SB 773 (Speier) is California’s response to Congress’ invitation to strengthen the law and gives California consumers more control over their personal financial information.
· Gives consumers the right to stop the sharing of information with affiliated companies (opt-out).
Under federal law, consumers have no right to control the use and sharing of their financial information with affiliates of the financial institution with whom they have a business relationship. SB 773 allows consumers to stop the sharing of this information by opting out of this practice.
· Requires financial institutions to get a consumer’s affirmative consent (opt-in) before sharing information with third parties.

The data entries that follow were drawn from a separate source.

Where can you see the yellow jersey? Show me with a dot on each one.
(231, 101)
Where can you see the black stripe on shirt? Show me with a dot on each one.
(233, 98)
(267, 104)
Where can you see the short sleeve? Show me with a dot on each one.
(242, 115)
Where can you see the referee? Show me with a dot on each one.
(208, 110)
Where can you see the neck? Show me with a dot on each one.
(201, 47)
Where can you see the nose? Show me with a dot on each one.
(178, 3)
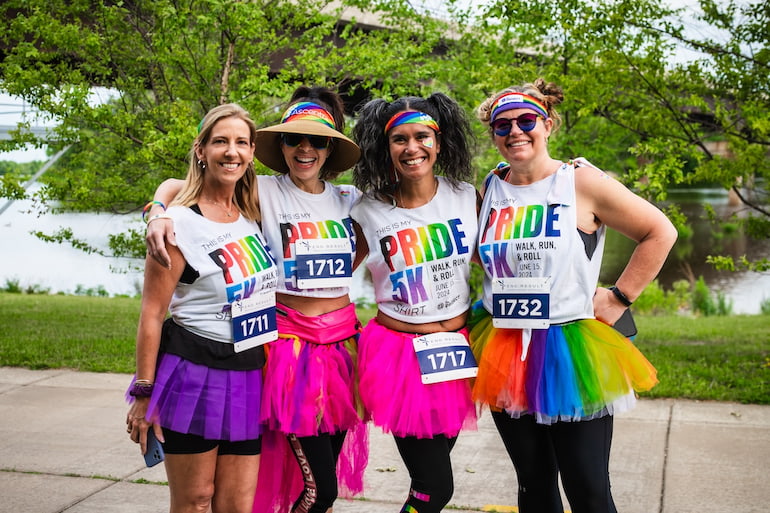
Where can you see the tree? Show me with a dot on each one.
(654, 116)
(160, 65)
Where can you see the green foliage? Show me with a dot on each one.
(659, 122)
(161, 65)
(704, 302)
(656, 301)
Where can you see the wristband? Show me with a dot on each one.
(149, 205)
(621, 297)
(158, 216)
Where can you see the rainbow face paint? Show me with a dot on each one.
(308, 111)
(411, 116)
(510, 101)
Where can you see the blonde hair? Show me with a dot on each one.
(193, 183)
(549, 94)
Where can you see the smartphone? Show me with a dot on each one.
(626, 325)
(154, 454)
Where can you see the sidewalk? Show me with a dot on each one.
(64, 448)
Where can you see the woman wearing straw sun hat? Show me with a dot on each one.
(309, 389)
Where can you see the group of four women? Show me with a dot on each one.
(263, 353)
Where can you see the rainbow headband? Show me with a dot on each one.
(510, 101)
(308, 111)
(411, 116)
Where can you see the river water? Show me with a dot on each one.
(60, 268)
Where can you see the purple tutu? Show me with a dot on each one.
(213, 403)
(396, 398)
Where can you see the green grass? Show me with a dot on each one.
(706, 358)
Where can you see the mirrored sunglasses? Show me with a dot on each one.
(318, 142)
(526, 122)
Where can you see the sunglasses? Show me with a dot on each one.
(526, 122)
(318, 142)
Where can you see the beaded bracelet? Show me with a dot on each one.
(141, 388)
(621, 297)
(149, 205)
(158, 216)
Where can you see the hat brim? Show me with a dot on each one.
(343, 156)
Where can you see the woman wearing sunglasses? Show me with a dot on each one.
(309, 390)
(415, 360)
(551, 368)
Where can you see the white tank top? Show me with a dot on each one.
(420, 257)
(232, 261)
(531, 231)
(290, 214)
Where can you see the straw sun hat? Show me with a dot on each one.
(310, 119)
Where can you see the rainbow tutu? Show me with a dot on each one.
(394, 395)
(575, 371)
(216, 404)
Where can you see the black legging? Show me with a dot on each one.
(430, 467)
(317, 457)
(580, 451)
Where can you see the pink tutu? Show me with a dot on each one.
(310, 388)
(310, 373)
(393, 393)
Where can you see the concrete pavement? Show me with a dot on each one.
(64, 448)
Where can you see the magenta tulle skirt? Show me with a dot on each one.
(569, 372)
(396, 398)
(213, 403)
(310, 384)
(310, 388)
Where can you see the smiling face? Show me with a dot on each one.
(305, 161)
(228, 151)
(414, 149)
(519, 145)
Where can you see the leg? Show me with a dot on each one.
(191, 481)
(235, 483)
(530, 448)
(430, 468)
(583, 450)
(317, 457)
(190, 467)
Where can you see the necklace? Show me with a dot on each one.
(228, 212)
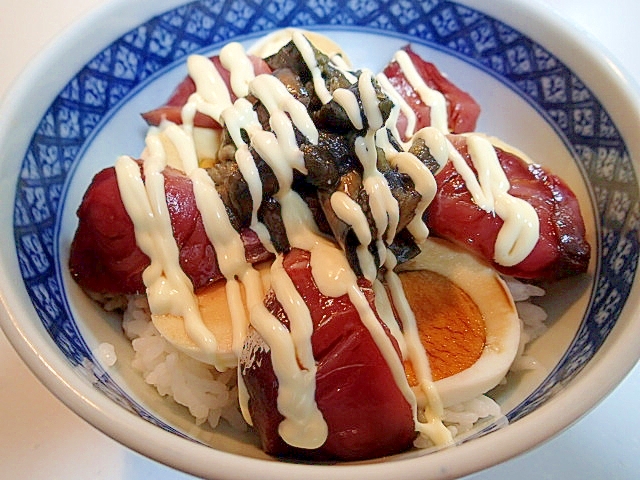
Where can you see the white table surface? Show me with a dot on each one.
(41, 439)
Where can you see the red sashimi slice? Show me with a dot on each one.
(462, 109)
(172, 110)
(366, 414)
(104, 256)
(562, 249)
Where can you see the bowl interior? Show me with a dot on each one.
(530, 98)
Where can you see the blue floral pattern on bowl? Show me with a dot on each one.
(124, 66)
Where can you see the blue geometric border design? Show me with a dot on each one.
(107, 81)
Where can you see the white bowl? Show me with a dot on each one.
(542, 88)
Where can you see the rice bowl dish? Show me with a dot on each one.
(516, 401)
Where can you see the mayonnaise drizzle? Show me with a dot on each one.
(170, 291)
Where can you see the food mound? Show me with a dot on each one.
(331, 245)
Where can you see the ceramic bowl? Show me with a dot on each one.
(543, 88)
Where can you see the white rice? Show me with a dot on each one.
(211, 396)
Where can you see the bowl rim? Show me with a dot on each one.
(618, 354)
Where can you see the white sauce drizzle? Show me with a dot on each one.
(170, 291)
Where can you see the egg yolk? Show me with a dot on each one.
(450, 325)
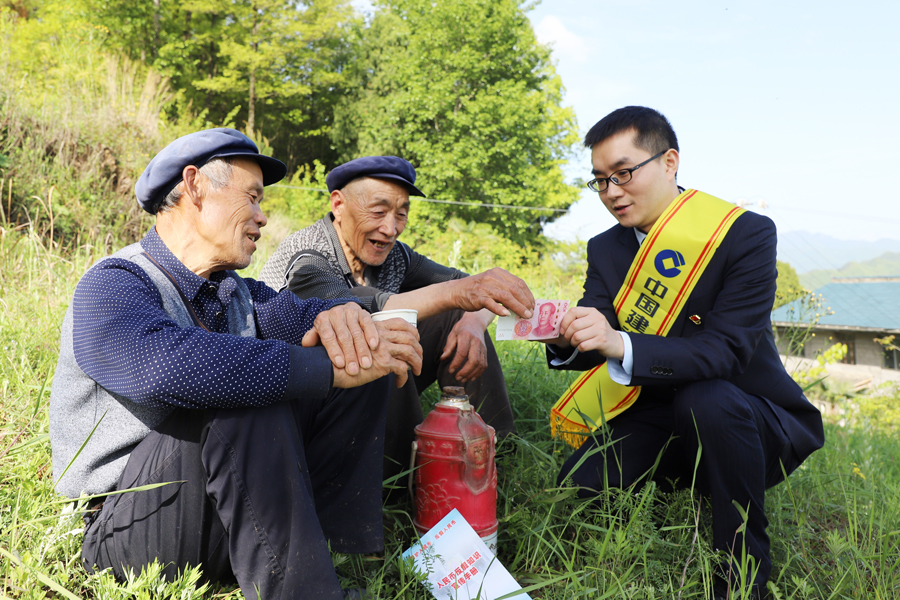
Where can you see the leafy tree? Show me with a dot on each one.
(271, 67)
(788, 287)
(464, 92)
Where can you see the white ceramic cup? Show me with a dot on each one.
(407, 314)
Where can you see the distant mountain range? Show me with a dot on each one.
(817, 257)
(815, 251)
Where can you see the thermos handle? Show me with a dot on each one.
(412, 466)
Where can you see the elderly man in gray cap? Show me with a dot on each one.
(354, 250)
(262, 415)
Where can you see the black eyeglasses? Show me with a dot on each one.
(620, 177)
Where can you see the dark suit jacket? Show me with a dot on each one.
(733, 342)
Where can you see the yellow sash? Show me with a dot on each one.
(661, 278)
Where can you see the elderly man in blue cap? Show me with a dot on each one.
(354, 250)
(257, 416)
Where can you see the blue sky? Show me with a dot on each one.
(791, 107)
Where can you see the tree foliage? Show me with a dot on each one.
(464, 91)
(271, 67)
(788, 287)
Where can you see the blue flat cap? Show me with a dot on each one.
(164, 171)
(379, 167)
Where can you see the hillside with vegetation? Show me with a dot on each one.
(90, 90)
(886, 265)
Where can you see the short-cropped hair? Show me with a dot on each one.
(219, 172)
(653, 132)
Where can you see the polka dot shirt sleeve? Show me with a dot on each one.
(284, 316)
(125, 341)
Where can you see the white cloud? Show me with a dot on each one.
(565, 44)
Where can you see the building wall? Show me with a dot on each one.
(866, 351)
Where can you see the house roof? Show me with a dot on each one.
(864, 303)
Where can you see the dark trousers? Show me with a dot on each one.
(260, 494)
(487, 393)
(743, 448)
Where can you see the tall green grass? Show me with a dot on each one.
(834, 525)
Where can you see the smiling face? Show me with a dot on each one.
(641, 201)
(230, 219)
(369, 216)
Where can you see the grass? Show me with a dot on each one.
(834, 525)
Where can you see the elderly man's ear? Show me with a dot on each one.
(190, 182)
(338, 199)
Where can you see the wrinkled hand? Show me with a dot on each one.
(398, 351)
(497, 290)
(587, 329)
(466, 344)
(348, 334)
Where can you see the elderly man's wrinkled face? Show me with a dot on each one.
(232, 218)
(370, 214)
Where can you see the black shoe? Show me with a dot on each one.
(720, 591)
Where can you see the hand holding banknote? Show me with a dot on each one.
(543, 324)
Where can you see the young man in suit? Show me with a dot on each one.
(710, 375)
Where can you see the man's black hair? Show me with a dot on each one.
(653, 132)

This will significantly reduce unwanted marketing as well as the deceptive practices of some financial institutions that result in consumers being charged for products or services without ever giving an outside party their account information. Consumers must opt-in to allow banks to share information with third parties.
· Allows financial institutions to enter joint marketing agreements on a limited basis under an opt-out standard.
Small financial institutions with limited affiliates may choose to enter joint marketing agreements in order to remain competitive with financial institutions that have many affiliates. Under these circumstances, financial institutions may share consumer information with outside financial institutions unless the consumer opts-out of this practice.
· Gives the Attorney General enforcement authority for violations of this law.
Financial institutions that share information negligently will be fined $2,500 per violation with a cap of $500,000 per occurrence. Those who knowingly and willfully violate the law will be fined $2,500 per violation with no cap.